Солнце всё выше и выше поднималось над заливом, стирая тени. Егерь рассказывал: Белоснежный лебедь упал в камыши, ещё не понимая, что с ним произошло, пытался взлететь в синее небо.

Его правое крыло безжизненно повисло. Браконьер лишил птицу самого дорогого – полёта. Лебедь неподвижно лежал в камышах. Его подруга, белая лебёдушка, волновалась. Птица издавала тревожный, гортанный крик. Тая уже снялась с полуостровка и полетела дальше, на север. Отстать не хотелось, но ведь и друга не бросишь в беде. И тогда она приблизилась, стала заботливо обирать его пёрышки.

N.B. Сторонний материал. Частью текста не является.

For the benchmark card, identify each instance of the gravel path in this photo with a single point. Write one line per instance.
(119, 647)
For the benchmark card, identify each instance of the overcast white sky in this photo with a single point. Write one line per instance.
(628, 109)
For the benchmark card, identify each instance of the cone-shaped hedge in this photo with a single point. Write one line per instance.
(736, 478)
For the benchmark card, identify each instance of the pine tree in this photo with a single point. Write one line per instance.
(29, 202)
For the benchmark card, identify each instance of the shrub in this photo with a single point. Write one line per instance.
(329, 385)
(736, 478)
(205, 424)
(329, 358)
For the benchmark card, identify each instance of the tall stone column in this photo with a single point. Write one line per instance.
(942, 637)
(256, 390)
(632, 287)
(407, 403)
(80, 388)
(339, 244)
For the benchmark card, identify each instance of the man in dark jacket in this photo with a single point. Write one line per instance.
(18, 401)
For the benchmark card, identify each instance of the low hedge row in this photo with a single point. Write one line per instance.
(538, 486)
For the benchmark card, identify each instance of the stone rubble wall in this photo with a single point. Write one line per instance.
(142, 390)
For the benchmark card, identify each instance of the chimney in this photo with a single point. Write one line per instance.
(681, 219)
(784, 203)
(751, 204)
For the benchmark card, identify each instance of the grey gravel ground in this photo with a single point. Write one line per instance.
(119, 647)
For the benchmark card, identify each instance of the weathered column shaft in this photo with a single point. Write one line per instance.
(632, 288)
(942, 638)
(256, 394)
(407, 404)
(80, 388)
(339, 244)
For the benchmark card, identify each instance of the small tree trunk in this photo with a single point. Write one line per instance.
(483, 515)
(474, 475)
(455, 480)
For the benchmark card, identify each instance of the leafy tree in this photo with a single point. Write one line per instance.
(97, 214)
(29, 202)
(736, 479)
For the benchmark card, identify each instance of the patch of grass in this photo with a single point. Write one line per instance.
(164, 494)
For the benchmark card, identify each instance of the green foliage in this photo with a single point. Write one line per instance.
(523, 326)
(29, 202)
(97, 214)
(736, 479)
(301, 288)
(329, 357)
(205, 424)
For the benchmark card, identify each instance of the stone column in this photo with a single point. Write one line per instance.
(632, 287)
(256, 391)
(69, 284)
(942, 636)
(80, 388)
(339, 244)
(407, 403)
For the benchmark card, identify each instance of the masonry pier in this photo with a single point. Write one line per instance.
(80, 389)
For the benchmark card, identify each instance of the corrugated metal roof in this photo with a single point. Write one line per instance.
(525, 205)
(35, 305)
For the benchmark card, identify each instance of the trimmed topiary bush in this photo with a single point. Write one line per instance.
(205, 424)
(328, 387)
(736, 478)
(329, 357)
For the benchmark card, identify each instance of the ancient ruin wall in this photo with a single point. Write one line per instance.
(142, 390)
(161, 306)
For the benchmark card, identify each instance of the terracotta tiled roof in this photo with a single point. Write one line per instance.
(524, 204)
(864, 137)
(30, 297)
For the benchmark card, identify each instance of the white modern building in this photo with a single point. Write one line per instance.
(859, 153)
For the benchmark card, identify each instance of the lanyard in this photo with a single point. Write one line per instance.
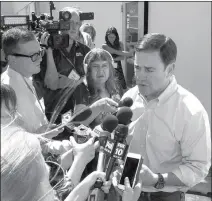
(69, 61)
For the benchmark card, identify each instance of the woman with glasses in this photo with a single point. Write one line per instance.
(115, 47)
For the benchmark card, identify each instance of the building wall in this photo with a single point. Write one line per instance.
(16, 7)
(189, 25)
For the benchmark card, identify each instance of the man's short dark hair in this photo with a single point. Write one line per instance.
(12, 37)
(158, 42)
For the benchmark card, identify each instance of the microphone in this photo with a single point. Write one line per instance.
(118, 149)
(109, 123)
(69, 120)
(124, 115)
(126, 102)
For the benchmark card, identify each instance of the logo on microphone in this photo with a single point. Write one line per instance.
(109, 146)
(119, 151)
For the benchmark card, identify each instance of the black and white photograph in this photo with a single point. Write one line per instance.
(105, 100)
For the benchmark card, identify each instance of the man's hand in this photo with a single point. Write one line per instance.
(66, 159)
(129, 193)
(53, 132)
(147, 177)
(84, 152)
(64, 82)
(44, 39)
(105, 105)
(86, 185)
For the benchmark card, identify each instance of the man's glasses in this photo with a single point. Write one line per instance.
(33, 57)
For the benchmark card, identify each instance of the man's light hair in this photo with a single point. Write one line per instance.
(158, 42)
(12, 37)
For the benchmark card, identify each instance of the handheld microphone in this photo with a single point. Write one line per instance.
(109, 123)
(124, 115)
(67, 120)
(128, 102)
(118, 149)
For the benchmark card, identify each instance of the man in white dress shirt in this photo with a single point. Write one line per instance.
(170, 126)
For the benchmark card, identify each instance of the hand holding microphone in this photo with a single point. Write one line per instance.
(84, 152)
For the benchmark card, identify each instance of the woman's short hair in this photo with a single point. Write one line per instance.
(112, 30)
(158, 42)
(99, 54)
(85, 26)
(22, 165)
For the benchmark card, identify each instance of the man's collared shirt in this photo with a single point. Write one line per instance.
(28, 106)
(172, 133)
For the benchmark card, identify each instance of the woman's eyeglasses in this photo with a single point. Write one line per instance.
(33, 57)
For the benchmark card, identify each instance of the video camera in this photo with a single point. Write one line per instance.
(46, 23)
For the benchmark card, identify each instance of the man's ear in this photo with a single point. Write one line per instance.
(170, 69)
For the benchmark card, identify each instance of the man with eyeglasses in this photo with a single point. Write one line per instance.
(24, 55)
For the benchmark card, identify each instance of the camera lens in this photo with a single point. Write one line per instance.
(66, 15)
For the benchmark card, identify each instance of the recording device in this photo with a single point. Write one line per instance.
(131, 169)
(124, 115)
(116, 148)
(101, 132)
(46, 23)
(109, 123)
(128, 102)
(69, 120)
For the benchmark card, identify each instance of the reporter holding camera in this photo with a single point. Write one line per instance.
(61, 66)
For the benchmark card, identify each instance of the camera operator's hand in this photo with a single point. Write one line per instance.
(84, 152)
(53, 132)
(66, 159)
(44, 39)
(129, 193)
(105, 105)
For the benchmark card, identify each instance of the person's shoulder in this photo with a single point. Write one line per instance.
(83, 47)
(189, 101)
(132, 92)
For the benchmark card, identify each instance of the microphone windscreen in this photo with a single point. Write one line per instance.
(124, 115)
(121, 132)
(127, 102)
(109, 123)
(83, 115)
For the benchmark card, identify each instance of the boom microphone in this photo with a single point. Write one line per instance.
(124, 115)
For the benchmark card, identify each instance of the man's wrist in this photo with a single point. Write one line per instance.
(155, 179)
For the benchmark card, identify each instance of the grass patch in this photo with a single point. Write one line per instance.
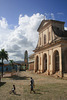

Я приплыл в залив рано утром. Лебёдушка взлетела и стала тревожно кружиться. Решил обследовать камыши, тут и нашёл подбитую птицу. Оставил лебедя в безопасном месте, привёз лекарство и перевязал раненое крыло. На другой день я снова появился на маленьком островке. Обошёл его, убедился – хищников нет. «Как же вас назвать? — подумал. Лебедь отныне будет Лотос, а лебёдушка – Лилия.»

Весь месяц плавал к лебединому озеру. Лотос повеселел и гортанным криком приветствовал меня. Однажды, придя к шалашу, увидел: в устроенном гнезде лежало яйцо. Лебедь подплыл к моей лодке и взял из рук пищу. Я знал, что Лотосу никогда не придётся летать – крыло было перебито.

Пришла осень. Вместе с Лотосом и Лилией плавали ещё два молодых лебедя. А в это время начался отлёт птиц. В небе всю ночь слышались прощальные голоса. Лилия тревожно прислушивалась к ним. На моих глазах дети Лотоса и Лилии взлетели, присоединились к стае и полетели в далёкие края. Лебёдушка волновалась, но вскоре подплыла к Лотосу и стала прихорашивать его перья. Весь вид её говорил: «Пускай улетают наши дети зимовать в тёплые края. А нам и здесь неплохо.» А вскоре до меня донеслась лебединая песня. Её пел красавец Лотос. Нет, это была не прощальная песня – гимн жизни!